Re: git annotate runs out of memory

Previous message: [thread] [date] [author]
Next message: [thread] [date] [author]
From: Linus Torvalds
Date: Tuesday, December 11, 2007 - 5:02 pm

On Tue, 11 Dec 2007, Linus Torvalds wrote:

Ok, I lied.

Nothing is beyond my skills. My mad k0der skillz are unbeatable.

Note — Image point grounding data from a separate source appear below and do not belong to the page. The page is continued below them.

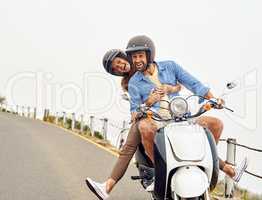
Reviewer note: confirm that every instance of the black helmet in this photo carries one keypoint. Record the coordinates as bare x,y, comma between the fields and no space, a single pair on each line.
141,43
109,57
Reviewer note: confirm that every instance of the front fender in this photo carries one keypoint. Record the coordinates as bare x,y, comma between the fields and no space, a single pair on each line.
189,181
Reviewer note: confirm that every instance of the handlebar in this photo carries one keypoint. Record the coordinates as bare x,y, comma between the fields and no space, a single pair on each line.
145,111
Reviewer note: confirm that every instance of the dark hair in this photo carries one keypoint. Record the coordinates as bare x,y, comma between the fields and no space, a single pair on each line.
125,79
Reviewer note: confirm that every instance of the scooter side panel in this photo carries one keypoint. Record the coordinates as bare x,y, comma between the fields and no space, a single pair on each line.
187,142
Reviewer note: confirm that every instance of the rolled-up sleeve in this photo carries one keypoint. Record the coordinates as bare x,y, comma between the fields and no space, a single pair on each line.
135,98
189,81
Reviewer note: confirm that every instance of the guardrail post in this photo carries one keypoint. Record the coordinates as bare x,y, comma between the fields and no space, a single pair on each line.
92,130
231,158
73,121
28,111
105,126
124,125
23,114
64,119
34,112
56,118
82,124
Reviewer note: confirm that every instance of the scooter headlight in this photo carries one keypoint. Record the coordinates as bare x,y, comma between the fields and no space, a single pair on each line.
178,106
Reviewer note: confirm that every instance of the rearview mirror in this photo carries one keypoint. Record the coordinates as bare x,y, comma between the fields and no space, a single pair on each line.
125,96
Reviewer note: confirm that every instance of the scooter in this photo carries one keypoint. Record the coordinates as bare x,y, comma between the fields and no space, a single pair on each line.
186,163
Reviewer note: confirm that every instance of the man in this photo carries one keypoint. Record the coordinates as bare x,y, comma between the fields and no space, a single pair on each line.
153,75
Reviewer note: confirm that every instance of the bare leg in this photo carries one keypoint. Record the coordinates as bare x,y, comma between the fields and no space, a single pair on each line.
126,154
148,130
216,127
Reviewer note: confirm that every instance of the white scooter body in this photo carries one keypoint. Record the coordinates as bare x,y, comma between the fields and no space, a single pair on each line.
187,150
187,156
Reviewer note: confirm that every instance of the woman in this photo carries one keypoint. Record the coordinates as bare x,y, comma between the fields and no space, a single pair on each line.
116,63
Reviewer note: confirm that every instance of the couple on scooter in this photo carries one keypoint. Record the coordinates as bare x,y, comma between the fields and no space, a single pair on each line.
150,82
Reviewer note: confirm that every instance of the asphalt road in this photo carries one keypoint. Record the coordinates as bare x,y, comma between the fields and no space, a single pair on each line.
42,162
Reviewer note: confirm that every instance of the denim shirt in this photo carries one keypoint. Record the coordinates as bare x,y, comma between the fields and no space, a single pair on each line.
169,72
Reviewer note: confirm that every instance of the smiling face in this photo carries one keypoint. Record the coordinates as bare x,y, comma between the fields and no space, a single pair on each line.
139,60
120,65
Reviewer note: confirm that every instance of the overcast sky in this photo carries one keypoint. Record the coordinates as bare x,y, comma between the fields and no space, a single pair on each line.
51,51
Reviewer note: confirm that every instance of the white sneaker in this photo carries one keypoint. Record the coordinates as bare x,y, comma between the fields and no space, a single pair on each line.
240,169
151,187
99,189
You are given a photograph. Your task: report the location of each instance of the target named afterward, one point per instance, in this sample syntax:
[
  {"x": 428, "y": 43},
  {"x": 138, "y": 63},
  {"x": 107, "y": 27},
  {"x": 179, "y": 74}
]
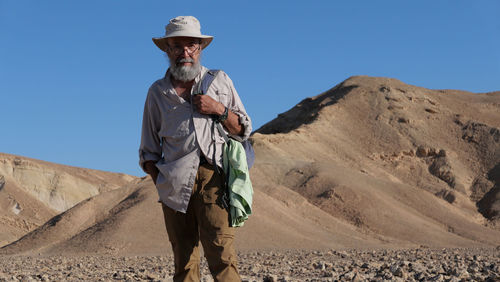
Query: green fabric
[{"x": 240, "y": 186}]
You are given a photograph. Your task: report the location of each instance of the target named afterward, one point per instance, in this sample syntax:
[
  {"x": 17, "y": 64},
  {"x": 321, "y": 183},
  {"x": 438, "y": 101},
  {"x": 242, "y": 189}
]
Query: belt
[{"x": 203, "y": 160}]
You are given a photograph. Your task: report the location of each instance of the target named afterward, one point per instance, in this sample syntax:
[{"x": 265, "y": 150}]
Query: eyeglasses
[{"x": 191, "y": 48}]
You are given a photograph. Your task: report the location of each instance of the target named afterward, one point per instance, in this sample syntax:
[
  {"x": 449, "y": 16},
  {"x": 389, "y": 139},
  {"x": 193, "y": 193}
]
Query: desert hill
[
  {"x": 373, "y": 162},
  {"x": 33, "y": 191},
  {"x": 392, "y": 158}
]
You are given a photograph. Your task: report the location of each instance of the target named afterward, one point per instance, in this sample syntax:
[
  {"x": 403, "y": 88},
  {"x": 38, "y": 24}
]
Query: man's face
[
  {"x": 180, "y": 48},
  {"x": 184, "y": 55}
]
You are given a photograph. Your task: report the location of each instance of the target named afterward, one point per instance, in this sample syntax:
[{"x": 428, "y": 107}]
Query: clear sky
[{"x": 74, "y": 74}]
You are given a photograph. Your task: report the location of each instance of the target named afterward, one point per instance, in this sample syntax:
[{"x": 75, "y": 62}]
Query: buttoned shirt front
[{"x": 175, "y": 135}]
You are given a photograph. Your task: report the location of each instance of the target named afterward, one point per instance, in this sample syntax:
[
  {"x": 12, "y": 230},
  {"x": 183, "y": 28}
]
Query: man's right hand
[{"x": 152, "y": 170}]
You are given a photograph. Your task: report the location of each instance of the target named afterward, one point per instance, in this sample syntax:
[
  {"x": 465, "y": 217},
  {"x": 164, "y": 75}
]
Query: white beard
[{"x": 185, "y": 73}]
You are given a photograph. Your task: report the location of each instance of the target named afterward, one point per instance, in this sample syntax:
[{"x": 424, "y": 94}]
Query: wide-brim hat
[{"x": 182, "y": 26}]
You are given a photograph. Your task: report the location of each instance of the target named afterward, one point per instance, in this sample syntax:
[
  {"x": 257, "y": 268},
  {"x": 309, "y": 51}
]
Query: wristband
[{"x": 223, "y": 117}]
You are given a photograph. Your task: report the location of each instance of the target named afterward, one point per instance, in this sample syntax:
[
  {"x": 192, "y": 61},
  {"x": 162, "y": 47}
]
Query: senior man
[{"x": 181, "y": 152}]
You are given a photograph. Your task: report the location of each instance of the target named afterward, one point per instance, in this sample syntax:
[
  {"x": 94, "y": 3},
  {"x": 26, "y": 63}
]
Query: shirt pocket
[
  {"x": 175, "y": 123},
  {"x": 222, "y": 97}
]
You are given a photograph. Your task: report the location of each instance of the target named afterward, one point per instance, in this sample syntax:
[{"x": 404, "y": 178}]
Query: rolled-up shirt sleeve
[
  {"x": 236, "y": 106},
  {"x": 150, "y": 148}
]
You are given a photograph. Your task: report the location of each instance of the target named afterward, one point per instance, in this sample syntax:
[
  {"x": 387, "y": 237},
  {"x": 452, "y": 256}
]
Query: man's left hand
[{"x": 207, "y": 105}]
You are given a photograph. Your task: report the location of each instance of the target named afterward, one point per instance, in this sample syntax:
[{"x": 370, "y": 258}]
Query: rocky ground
[{"x": 421, "y": 264}]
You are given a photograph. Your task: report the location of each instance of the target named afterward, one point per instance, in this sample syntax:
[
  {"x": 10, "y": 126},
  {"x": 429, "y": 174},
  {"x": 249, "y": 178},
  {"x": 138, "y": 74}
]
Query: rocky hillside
[
  {"x": 370, "y": 163},
  {"x": 33, "y": 191}
]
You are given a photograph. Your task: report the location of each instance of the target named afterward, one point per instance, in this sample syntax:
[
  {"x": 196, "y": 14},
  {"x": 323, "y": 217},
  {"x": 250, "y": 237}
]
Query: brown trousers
[{"x": 207, "y": 221}]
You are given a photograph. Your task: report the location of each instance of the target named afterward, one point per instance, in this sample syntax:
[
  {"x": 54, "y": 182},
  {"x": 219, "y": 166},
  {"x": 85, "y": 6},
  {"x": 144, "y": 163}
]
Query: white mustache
[{"x": 185, "y": 60}]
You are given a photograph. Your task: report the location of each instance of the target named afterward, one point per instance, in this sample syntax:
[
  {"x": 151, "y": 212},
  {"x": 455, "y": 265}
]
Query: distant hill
[
  {"x": 372, "y": 162},
  {"x": 33, "y": 191}
]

This speeds up git-blame on ChangeLog-style files by a big amount, by just 
ignoring the common end that we don't care about, since we don't want any 
context anyway at that point. So I now get:

	[torvalds@woody gcc]$ time git blame gcc/ChangeLog > /dev/null

	real    0m7.031s
	user    0m6.852s
	sys     0m0.180s

which seems quite reasonable, and is about three times faster than trying 
to diff those big files.

Davide: this really _does_ make a huge difference. Maybe xdiff itself 
should do this optimization on its own, rather than have the caller hack 
around the fact that xdiff doesn't handle this common case all that well?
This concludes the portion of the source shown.